Bass resorts to an unsubtle switch of gears. "Between you and me, the president's been pushing to seal you sooner than later. We should get lunch this week, talk a little ab—"

"My agent deals with that stuff," I interrupt.

It's rude, but I can't muster the energy to make myself care.

My mom would be disappointed. The thought is sobering, and I conclude I need to get out of this damn place right this moment.

Before he can get another probing word out, I end the conversation. "Gotta go. See you."

Hopefully not soon.

Bass seems to get the hint, finally leaving me alone. I welcome the walk to shake the red fog obfuscating my mind, clenching and unclenching my fists to purge the tension strumming my shoulders.

As I round the final corner, the sharpness of crisp air ruffles the tips of my wet hair, carrying with it the voices mingling in conversation and the faint scent of wet grass.

Instantly, my eyes find her. Like a moth to a flame, they always find her first.

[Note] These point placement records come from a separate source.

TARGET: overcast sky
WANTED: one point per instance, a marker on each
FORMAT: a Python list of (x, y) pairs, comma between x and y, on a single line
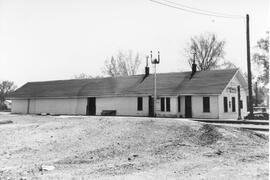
[(56, 39)]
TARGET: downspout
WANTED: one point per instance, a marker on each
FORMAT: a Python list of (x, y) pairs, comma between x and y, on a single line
[(239, 99)]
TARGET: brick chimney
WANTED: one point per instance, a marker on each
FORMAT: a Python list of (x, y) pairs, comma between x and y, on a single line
[(194, 69)]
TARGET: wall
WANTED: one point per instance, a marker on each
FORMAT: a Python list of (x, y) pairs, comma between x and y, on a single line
[(123, 105), (173, 107), (229, 94), (53, 106), (19, 106), (197, 107)]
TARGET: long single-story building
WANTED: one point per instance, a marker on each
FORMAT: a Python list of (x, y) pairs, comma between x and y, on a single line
[(205, 94)]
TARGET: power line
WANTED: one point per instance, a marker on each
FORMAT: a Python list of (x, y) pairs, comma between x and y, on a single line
[(195, 10), (211, 12)]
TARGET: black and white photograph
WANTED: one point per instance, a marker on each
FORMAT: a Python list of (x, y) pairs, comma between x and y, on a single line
[(134, 89)]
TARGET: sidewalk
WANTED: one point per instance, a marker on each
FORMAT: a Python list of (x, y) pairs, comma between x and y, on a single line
[(255, 125)]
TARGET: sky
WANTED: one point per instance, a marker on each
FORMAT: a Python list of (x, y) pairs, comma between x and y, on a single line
[(44, 40)]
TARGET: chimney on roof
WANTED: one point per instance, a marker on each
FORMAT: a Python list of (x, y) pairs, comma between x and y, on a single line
[(146, 67), (194, 67)]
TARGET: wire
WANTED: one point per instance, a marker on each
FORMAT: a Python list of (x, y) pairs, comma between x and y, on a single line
[(212, 12), (195, 10)]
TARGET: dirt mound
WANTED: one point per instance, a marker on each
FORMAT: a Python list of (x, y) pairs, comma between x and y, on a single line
[(208, 134), (100, 147)]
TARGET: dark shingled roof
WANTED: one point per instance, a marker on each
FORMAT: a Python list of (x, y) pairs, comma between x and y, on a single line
[(203, 82)]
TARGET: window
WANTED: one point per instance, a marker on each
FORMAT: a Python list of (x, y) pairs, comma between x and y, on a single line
[(162, 104), (247, 103), (233, 104), (179, 104), (225, 104), (168, 104), (206, 104), (139, 103), (241, 104)]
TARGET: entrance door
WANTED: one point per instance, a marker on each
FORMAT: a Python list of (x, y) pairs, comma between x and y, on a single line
[(151, 106), (91, 106), (188, 107)]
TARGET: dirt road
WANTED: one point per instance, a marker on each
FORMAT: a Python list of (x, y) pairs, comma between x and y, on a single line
[(128, 148)]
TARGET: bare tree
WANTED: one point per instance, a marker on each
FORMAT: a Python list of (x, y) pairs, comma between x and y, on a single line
[(123, 64), (261, 59), (208, 51), (6, 87)]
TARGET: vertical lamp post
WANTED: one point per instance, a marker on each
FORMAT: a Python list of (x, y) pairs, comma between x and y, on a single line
[(155, 62)]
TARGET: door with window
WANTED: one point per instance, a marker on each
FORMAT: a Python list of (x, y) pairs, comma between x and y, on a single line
[(188, 107), (91, 106)]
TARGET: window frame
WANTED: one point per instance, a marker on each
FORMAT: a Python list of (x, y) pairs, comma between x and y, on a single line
[(179, 103), (162, 104), (233, 105), (139, 103), (168, 104), (206, 104), (225, 104)]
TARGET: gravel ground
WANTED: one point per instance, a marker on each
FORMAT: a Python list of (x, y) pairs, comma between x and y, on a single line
[(81, 147)]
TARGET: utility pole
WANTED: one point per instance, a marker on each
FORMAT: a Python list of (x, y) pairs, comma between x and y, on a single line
[(249, 69), (155, 62), (256, 94)]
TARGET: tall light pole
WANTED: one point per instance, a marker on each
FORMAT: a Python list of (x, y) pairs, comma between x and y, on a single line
[(155, 62), (249, 69)]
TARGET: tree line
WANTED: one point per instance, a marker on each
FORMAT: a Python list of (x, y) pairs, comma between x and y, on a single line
[(206, 49)]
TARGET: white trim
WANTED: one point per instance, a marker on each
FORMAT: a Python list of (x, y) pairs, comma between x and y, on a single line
[(229, 82), (118, 95)]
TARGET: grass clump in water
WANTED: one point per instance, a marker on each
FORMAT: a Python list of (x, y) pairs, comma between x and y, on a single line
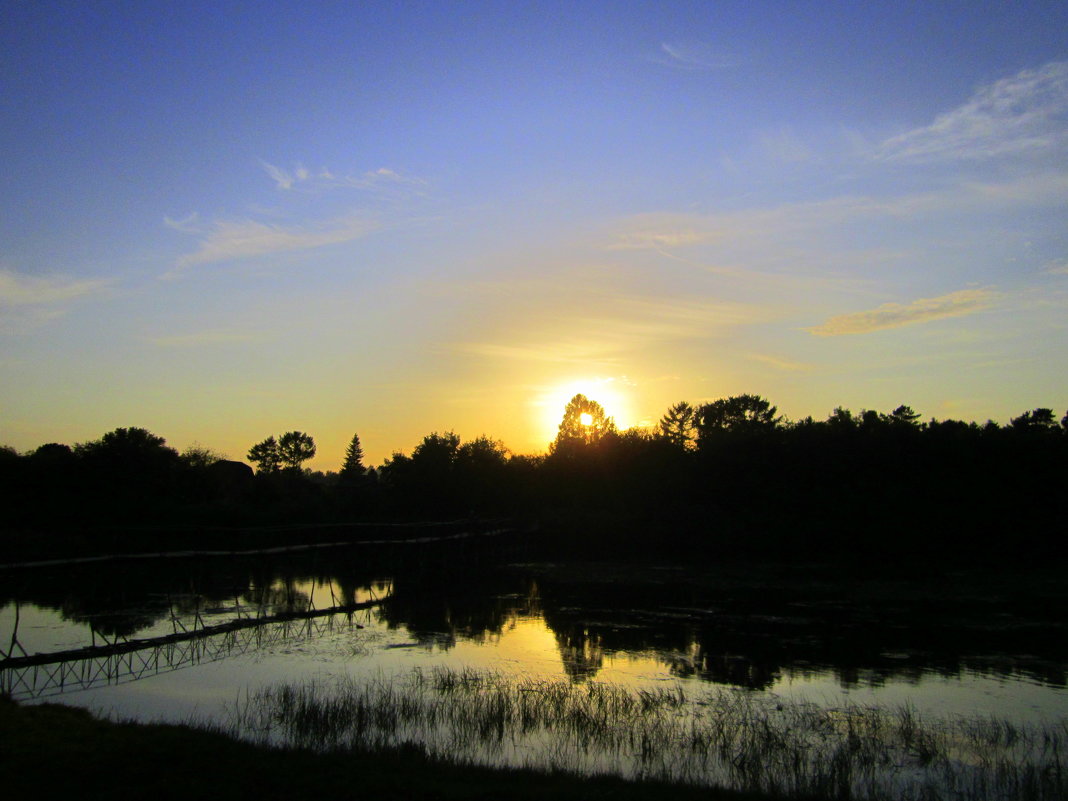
[(723, 738)]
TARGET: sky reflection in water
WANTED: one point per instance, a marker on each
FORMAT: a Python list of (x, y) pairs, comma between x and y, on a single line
[(533, 623)]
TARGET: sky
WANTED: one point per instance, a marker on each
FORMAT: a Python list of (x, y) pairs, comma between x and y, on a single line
[(222, 221)]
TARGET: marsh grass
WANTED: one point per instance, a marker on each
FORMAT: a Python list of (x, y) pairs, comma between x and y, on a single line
[(733, 739)]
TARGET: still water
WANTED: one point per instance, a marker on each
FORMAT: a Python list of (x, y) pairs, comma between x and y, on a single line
[(958, 644)]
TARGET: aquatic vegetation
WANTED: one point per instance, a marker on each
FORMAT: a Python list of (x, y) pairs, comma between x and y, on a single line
[(718, 737)]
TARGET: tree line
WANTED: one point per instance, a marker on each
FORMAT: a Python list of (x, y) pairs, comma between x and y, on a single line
[(731, 474)]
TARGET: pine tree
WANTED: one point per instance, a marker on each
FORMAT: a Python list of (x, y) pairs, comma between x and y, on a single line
[(352, 467)]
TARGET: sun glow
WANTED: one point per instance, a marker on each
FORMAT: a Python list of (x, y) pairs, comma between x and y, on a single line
[(613, 394)]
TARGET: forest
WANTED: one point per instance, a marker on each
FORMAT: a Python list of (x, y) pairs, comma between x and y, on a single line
[(731, 476)]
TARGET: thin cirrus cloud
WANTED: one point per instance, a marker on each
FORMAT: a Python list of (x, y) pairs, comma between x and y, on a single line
[(692, 57), (229, 241), (300, 176), (895, 315), (17, 289), (1022, 114), (623, 325)]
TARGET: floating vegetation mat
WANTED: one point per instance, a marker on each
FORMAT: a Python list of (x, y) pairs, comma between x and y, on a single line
[(720, 737)]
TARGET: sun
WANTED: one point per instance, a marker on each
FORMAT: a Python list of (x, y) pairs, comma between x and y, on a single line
[(613, 394)]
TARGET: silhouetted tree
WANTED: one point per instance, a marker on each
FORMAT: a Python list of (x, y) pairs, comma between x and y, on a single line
[(1038, 420), (584, 423), (199, 457), (352, 466), (266, 456), (678, 425), (904, 414), (295, 448), (739, 413)]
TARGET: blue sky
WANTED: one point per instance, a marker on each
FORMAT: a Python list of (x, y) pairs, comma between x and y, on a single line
[(226, 220)]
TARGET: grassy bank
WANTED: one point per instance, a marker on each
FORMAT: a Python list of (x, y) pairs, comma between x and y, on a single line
[(58, 751), (719, 738)]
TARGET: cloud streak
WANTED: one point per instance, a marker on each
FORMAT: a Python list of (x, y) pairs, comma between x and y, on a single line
[(691, 57), (302, 177), (230, 241), (895, 315), (17, 289), (1017, 115)]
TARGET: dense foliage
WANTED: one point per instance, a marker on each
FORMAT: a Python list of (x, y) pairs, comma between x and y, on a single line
[(727, 474)]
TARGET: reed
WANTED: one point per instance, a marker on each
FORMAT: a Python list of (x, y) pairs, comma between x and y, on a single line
[(725, 738)]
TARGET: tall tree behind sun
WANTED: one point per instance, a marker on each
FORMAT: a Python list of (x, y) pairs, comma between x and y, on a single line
[(584, 423), (352, 466)]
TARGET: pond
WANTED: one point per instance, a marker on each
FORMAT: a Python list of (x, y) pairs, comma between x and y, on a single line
[(183, 640)]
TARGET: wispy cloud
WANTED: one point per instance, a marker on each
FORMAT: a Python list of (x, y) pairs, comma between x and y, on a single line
[(228, 241), (27, 301), (895, 315), (17, 289), (1021, 114), (299, 176), (692, 57), (605, 328)]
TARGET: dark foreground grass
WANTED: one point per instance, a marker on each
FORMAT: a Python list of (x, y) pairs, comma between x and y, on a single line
[(63, 752)]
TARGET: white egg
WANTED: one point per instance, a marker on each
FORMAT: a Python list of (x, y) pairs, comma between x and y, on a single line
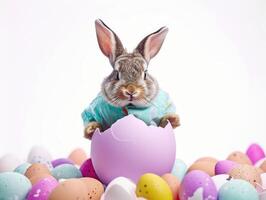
[(220, 180), (120, 188), (39, 154), (8, 163)]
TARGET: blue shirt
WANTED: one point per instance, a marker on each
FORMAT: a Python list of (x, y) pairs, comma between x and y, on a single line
[(106, 114)]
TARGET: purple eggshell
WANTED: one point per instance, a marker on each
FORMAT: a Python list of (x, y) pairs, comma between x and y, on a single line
[(255, 153), (194, 180), (61, 161), (130, 149), (87, 170), (224, 166), (42, 189)]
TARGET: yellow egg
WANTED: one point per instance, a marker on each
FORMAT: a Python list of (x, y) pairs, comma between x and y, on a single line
[(153, 187)]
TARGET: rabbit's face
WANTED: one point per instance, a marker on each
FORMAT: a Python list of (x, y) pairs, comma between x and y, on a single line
[(129, 82)]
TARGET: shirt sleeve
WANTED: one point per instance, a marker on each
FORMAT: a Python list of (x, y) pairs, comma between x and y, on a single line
[(87, 116)]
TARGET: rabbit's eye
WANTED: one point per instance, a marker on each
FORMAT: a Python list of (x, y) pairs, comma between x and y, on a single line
[(117, 75), (145, 74)]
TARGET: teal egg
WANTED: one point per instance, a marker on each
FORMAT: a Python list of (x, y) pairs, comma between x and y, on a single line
[(237, 189), (66, 171), (179, 170), (14, 186), (22, 168)]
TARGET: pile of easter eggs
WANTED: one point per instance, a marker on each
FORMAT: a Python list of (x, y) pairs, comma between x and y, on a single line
[(241, 176)]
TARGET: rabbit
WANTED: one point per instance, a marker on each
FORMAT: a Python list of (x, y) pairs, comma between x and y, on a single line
[(129, 89)]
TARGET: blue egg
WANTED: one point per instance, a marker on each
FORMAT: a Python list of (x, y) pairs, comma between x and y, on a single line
[(179, 170), (66, 171), (14, 185), (22, 168), (237, 189)]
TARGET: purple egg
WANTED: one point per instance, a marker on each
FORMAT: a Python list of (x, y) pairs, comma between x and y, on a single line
[(199, 185), (255, 153), (87, 170), (61, 161), (224, 166), (130, 148), (42, 189)]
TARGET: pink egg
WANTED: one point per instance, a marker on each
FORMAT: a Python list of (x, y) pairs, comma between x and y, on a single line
[(224, 166), (255, 153), (42, 189), (130, 148), (87, 169), (197, 185)]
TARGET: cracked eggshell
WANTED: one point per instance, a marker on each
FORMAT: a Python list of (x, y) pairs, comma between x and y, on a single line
[(14, 185), (237, 189), (42, 189), (145, 149), (39, 154), (197, 184), (120, 188)]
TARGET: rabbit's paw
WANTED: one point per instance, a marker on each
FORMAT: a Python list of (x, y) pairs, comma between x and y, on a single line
[(172, 118), (90, 128)]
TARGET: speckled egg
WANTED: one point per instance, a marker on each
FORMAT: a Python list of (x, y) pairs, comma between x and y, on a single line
[(207, 166), (61, 161), (78, 156), (173, 183), (220, 180), (8, 163), (69, 190), (238, 190), (13, 186), (239, 157), (179, 170), (151, 186), (197, 185), (42, 189), (22, 168), (39, 154), (66, 171), (120, 188), (255, 153), (246, 172), (87, 169), (224, 166)]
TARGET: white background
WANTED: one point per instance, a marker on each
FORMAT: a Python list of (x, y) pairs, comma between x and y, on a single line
[(212, 64)]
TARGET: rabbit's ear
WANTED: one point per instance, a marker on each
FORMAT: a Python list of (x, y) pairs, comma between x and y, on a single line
[(152, 43), (108, 41)]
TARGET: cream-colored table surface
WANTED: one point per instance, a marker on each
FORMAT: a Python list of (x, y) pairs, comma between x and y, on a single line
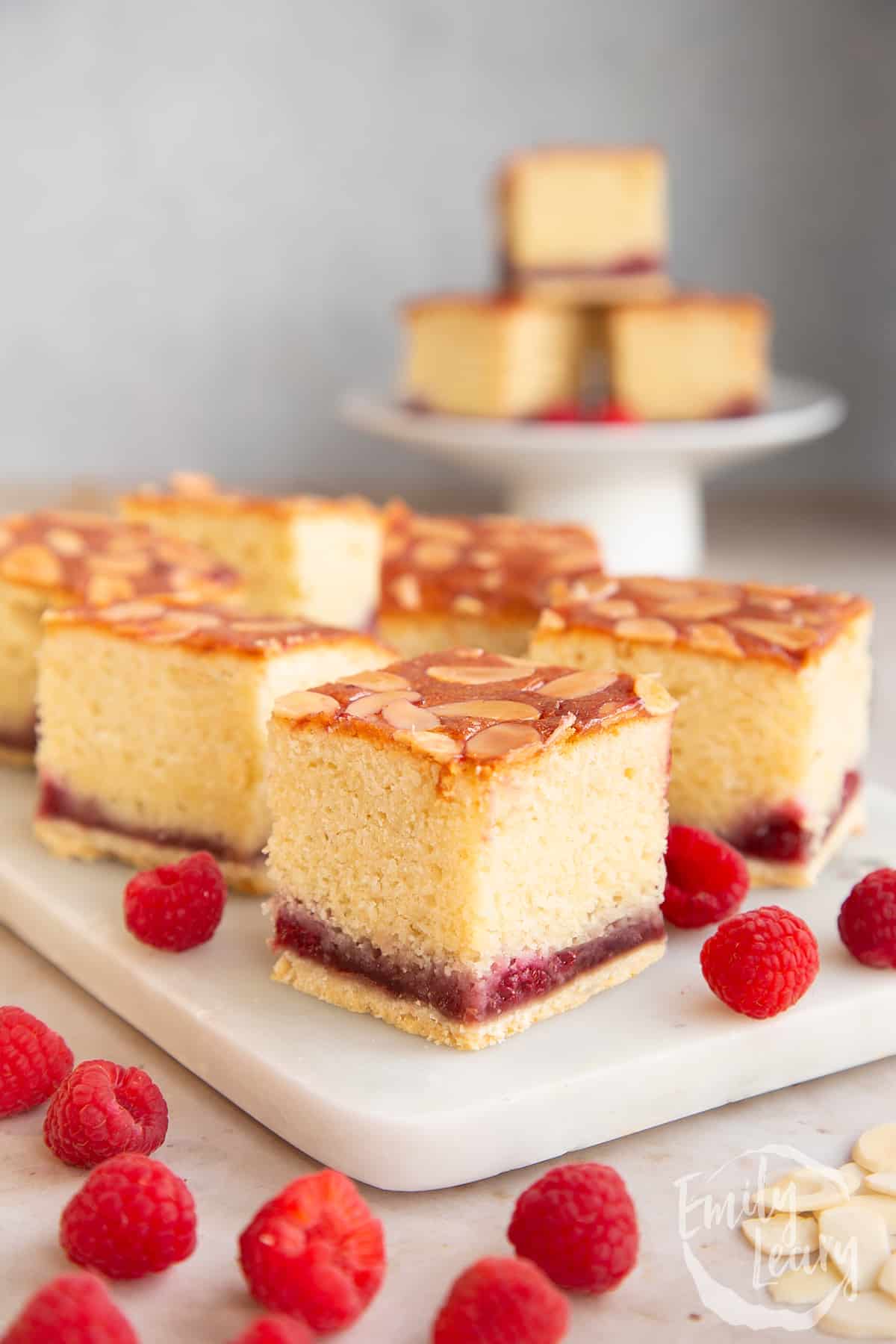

Zoe seems to be the only thing I can always see so clearly, whether in a room crowded with people or a stadium full of fans .

She's clad in a two-piece slate gray suit, the strapless asymmetric top landing lower over her hip on one side, her slender shoulders now covered by a straight blazer.

Rivulets of dark, inky hair fall lusciously down her back in waves, a curtain that conceals the black backpack she carries, whose straps she sinks her nails into.

She laughs and…

Fuck.

She laughs and everything quietens and stills and strains to hear the sound.

My heart holds its breath, and my eyes slow to blink in order to memorize the sultry lilt of her lips and the subtle rasp that caresses my skin into tender goosebumps.

It doesn't matter that she's laughing with another guy.